Thousands of Venezuelan migrants have come to the US seeking asylum in 2022, risking their lives, often making arduous monthslong journeys by foot and spending their entire life savings just to have a shot at sanctuary in the US.
Many get turned away at the border, but those who make it through are granted temporary status to stay in the country and have started to forge a new life. In one corner of Dallas, Texas, many of the migrants have banded together and formed their own community which they call “Villa Dallas.”
The name comes from the Venezuelans who arrived in Dallas around 2019 from a village called Villa Del Rosario near the city of Maracaibo and settled in and around the Oaks of North Dallas apartment complex.
“They were the first to arrive,” Senea Gonzalez, who runs a Venezuelan restaurant in the area told The Post. “From there, word kept spreading. One person would bring a friend and that friend would bring another and it kept growing.”

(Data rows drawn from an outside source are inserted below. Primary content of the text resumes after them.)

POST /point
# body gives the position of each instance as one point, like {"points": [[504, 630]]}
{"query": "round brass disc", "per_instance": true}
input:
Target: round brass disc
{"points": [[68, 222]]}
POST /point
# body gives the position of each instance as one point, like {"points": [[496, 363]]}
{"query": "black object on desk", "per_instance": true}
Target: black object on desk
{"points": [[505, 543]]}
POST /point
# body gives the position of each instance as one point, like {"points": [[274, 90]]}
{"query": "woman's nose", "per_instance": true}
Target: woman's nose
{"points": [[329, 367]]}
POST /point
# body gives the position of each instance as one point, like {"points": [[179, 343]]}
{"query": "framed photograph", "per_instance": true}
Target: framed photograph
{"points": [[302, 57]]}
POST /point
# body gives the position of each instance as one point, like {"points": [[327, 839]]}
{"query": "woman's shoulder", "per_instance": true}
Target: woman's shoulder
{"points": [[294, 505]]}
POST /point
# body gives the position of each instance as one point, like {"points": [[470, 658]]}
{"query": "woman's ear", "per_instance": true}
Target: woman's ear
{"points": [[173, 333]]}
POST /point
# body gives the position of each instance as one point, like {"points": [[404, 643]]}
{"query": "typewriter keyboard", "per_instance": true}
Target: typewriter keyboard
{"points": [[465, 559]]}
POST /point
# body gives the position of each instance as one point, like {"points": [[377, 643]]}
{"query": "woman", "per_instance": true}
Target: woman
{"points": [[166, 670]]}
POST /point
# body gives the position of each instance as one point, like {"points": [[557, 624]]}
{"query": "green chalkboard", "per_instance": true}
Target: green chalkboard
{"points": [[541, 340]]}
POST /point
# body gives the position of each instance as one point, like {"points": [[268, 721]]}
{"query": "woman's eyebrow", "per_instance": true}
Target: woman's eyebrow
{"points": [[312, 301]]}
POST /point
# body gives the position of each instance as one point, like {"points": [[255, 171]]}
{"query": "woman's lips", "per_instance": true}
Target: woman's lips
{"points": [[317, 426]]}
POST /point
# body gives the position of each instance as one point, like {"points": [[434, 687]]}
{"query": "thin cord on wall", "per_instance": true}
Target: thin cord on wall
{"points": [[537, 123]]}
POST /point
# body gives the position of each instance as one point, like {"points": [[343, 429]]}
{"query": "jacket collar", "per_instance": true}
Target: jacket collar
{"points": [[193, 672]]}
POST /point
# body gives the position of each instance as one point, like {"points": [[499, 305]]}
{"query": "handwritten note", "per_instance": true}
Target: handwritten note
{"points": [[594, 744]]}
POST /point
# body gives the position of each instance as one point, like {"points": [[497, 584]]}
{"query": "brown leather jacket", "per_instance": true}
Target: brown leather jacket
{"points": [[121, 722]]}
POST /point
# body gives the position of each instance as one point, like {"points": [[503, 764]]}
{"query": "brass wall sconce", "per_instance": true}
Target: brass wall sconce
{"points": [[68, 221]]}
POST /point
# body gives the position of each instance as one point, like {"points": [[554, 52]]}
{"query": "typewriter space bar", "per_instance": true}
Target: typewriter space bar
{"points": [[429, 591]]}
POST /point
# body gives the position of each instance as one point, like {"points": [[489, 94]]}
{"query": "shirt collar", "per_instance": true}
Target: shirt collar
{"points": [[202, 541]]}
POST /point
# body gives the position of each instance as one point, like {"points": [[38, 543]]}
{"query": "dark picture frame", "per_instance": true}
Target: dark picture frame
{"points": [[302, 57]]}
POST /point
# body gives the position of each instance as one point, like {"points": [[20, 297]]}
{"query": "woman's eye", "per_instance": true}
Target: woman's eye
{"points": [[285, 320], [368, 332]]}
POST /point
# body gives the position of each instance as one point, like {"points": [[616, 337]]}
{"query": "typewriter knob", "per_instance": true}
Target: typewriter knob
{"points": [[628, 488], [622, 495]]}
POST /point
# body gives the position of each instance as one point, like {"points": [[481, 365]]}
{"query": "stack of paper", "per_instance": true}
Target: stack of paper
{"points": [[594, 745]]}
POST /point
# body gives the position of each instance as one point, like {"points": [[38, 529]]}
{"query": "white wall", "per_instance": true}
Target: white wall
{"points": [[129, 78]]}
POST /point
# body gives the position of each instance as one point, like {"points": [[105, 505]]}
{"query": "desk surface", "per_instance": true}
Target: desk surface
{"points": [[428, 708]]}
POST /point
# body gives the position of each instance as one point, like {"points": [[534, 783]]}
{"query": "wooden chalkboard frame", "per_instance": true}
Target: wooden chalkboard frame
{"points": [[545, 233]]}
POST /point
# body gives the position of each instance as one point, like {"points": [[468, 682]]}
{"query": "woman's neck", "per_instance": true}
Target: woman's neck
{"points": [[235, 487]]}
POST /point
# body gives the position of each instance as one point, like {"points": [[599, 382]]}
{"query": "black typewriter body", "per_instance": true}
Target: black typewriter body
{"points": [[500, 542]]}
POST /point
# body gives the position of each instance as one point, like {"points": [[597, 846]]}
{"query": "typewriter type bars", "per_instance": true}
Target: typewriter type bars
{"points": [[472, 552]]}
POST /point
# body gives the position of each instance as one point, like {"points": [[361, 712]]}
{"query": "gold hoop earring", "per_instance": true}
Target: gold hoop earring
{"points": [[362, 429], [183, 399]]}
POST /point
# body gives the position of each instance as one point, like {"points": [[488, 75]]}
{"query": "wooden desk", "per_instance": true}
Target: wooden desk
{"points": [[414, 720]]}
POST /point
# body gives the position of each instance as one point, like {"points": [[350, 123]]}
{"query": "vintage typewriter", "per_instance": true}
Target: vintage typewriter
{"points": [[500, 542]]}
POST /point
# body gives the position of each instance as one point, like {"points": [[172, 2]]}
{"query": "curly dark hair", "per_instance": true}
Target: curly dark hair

It’s estimated 18,000 Venezuelans now call the Dallas-Fort Worth area home — the vast majority arriving in the last two years, according to the Dallas Morning News. Unlike the well-known and established Venezuelans communities in Miami and Houston, Villa Dallas is made up almost entirely of refugees who have escaped the country in the last two years.
Since 2015, seven million people have left Venezuela, escaping the socialist regime of Nicholas Maduro, according to the UN. Initially, many fanned out across South American countries, waiting thinking they would soon be able to go home. However, as conditions have continued to deteriorate, Venezuelans started heading to the US. The UN calls it the “second-largest external displacement crisis in the world.”
Villa Dallas now spills into the neighboring cities of Carrollton and Addison — suburbs of Dallas and have started to integrate peacefully. The Dallas Police Department told The Post crime there is lower than normal and many businesses in the area have sprung up selling arepas and pastellitos — Venezuelans food staples. Gonzalez established her arepa restaurant there and has seen an 80% increase in business since it opened three years ago.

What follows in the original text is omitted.